Richard Breun, Scham und Würde. Über die symbolische Prägnanz des Menschen, München 2014

(Verlag Karl Alber, kartoniert, 232 S., 29,-- €)

1. Das System als Verdopplung des Lebens
2. Befreiung vom Sinnlichen
3. Entwicklungslogik
4. Doppelaspektivität und Aspektverlust
5. Dualer Modus und Gruppendynamik

Ich hatte schon bei meiner Lektüre von Plessner vor gut sechs Jahren meine Schwierigkeiten mit dem Begriff der Prägnanz gehabt. Mit den Definitionen, die ich in den verschiedenen Lexika vorfand, hatte ich nicht viel anfangen können. Richard Breun verbindet den Begriff mit Kants synthetischem Urteil a priori: „Cassirer bezeichnet diesen Vorgang (des synthetischen Urteils – DZ) als symbolische Prägnanz ...“ (Breun 2014, S.75) – Wenn ich diese Definition auf die ursprüngliche Synthesis der Wahrnehmung beziehe (vgl. Breun 2014, S.26f.), die immer Gestaltwahrnehmung ist, also die verschiedenen Sinnesleistungen sowohl auf der Ebene der einzelnen Sinne selbst wie auch als Ganzes in je individuellen Gestalten zusammenfaßt, dann besteht die Leistung der Prägnanz darin, diesen Wahrnehmungserlebnissen Sinn bzw. eine symbolische Form zu verleihen.

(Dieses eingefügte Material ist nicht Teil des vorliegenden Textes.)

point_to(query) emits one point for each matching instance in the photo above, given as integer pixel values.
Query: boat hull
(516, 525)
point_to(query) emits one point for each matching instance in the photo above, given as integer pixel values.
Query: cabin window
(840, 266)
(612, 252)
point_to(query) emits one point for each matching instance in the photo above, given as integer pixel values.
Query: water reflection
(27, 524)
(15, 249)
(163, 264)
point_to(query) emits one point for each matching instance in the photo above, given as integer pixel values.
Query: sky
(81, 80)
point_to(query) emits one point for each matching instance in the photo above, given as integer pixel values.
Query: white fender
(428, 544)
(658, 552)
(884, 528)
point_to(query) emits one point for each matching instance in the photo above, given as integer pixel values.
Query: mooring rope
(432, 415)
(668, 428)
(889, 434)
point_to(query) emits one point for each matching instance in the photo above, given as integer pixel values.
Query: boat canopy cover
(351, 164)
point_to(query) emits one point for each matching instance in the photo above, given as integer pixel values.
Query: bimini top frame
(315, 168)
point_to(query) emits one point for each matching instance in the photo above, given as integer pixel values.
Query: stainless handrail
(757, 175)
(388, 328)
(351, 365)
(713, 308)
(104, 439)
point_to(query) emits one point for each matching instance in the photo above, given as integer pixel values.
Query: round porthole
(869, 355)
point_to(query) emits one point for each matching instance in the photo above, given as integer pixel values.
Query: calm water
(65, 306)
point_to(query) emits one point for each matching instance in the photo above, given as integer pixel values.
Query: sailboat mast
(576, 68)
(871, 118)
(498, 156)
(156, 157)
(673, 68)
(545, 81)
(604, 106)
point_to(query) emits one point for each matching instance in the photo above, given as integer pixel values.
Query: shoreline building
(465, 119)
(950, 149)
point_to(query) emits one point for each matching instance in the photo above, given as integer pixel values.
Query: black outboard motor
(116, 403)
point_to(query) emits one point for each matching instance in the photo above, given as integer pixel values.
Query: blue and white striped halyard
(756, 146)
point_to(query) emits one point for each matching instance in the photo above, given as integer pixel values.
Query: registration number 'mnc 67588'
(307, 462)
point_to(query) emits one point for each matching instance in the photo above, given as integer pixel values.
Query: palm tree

Von der Etymologie des Wortes her sind alle körperleiblich bzw. sinnlich vermittelten Wahrnehmungserlebnisse prägnant, insofern aus Dingen sowie aus körperlichen Organen und physiologischen Prozessen Sinn entspringt wie das Kind dem Schoß der Mutter. Cassirers Begriff der symbolischen Prägnanz verbindet Wahrnehmungsakte, also Sinnlichkeit, mit Denkakten, also mit Sinngebung. Im Grunde bilden die symbolischen Stufen von der Mimesis über die Analogie bis zu den reinen Formen der Mathematik, des Monotheismus und der Kunst zugleich auch Stufen der Wahrnehmung:
„Cassirer hatte, an Erkenntnisse der Gestaltpsychologie anknüpfend, dieses Verhältnis (der symbolischen Prägnanz – DZ) zwar in der Analyse des Wahrnehmungsaktes gefunden. Jedoch gelten die Kriterien der symbolischen Prägnanz auch für die Akte des Denkens und begrifflichen Bestimmens, wie überhaupt für jede symbolische Form. Denn alle haben es mit Gestalten und der Auffassung zu tun. Deshalb trägt auch jede symbolische Form ... zum Akt des Gestaltens und, sofern ihr das gelingt, gleichzeitig zu steigender Bewusstheit des Lebens- und Selbstgestaltungsprozesses bei.“ (Breun 2014, S.104)
Cassirer entnimmt also der Gestaltwahrnehmung eine Entwicklungslogik, eine Dialektik, auf die ich schon im vorangegangen Post eingegangen bin:
„So lässt sich also auch unter dem Aspekt des Bewusstseinslebens, in welchem ‚Natur‘ und ‚Kultur‘ in der Tätigkeit des Symbolisierens hermeneutisch-zirkulär aufeinander bezogen bleiben, eine gewisse Entwicklungslogik beschreiben ... Von der natürlichen Symbolik über die künstliche Symbolik führt der Weg zur vollen Bewusstheit der Symbolverwendung und zur möglichen ‚Selbsterkenntnis‘().“ (Breun 2104, S.101)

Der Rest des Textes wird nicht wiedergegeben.